Small House of Everything

Small House of Everything

Monday, October 19, 2015

INCOMING


  • "Gordon Ashe"(John Creasey), You've Bet Your Life, bound with Robert Chavis, The Terror Package,  An Ace Double from 1957.  Creasey used the "Gordon Ashe" pseudonym for fifty novels featuring Patrick Dawlish of British Intelligence (and later of Scotland yard) and four four stand-alone mysteries, of which this was the last.  This one is about a kidnapping in Manhattan.  After a brief check on the web, I still have no idea who Robert Chavis is or was.

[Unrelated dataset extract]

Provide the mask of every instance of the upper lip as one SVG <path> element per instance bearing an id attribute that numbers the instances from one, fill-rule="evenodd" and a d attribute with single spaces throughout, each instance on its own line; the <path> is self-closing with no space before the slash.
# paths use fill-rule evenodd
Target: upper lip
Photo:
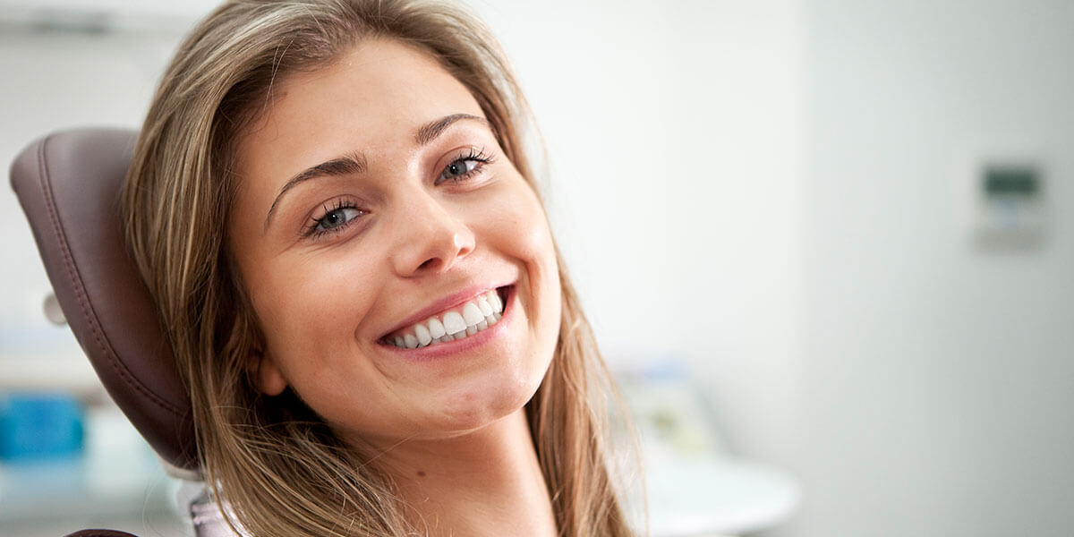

The Terror Package is copyrighted by A. A. Wyn, Inc., the owners of Ace Books; the story is one of international intrigue on the Arizona border.
  • R. R. Winterbotham, Joyce of the Secret Squadron.  Juvenile, a 1942 Whitman Authorized Edition.  Joyce is teenaged Joyce Davis, an adventurous aviatrix and a trusted member of Captain Midnight's Secret Squadron.  Captain Midnight, of course, is the hero of the popular radio radio show -- a WWI flying ace who has gathered a group of daring flyers on a remote Pacific island where, as the Secret Squadron, the serve unofficially as an auxiliary intelligence and air arm for the United States.  This time they are up against on of Midnight's most dangerous enemies, The Barracuda.  Russ Winterbotham was a newspaper reporter and competent pulp writer best known for his SF novels (under his own name and once as "Franklin Hadley") in the 50s and 60s and (as "J. Harvy Bond") for his mysteries.  He left the pulps during the 40s and concentrated on juveniles for Whitman Publishing, including of sixty titles for their Big Little Books line.  Joyce of the Secret Squadron was the third Captain Midnight book that he wrote for Whitman; the previous two were the Big Little Books titles Captain Midnight and the Secret Squadron (1941) and Captain Midnight and the Secret Squadron Versus the Terror of the Orient (1942).  Next to Hopalong Cassidy, Captain Midnight was my favorite in my early television viewing days -- I even put up with the cheesy dubbing of the name "Jet Jackson" in the syndicated reruns.  I found this book in a thrift shop and had to pick it up for old time's sake.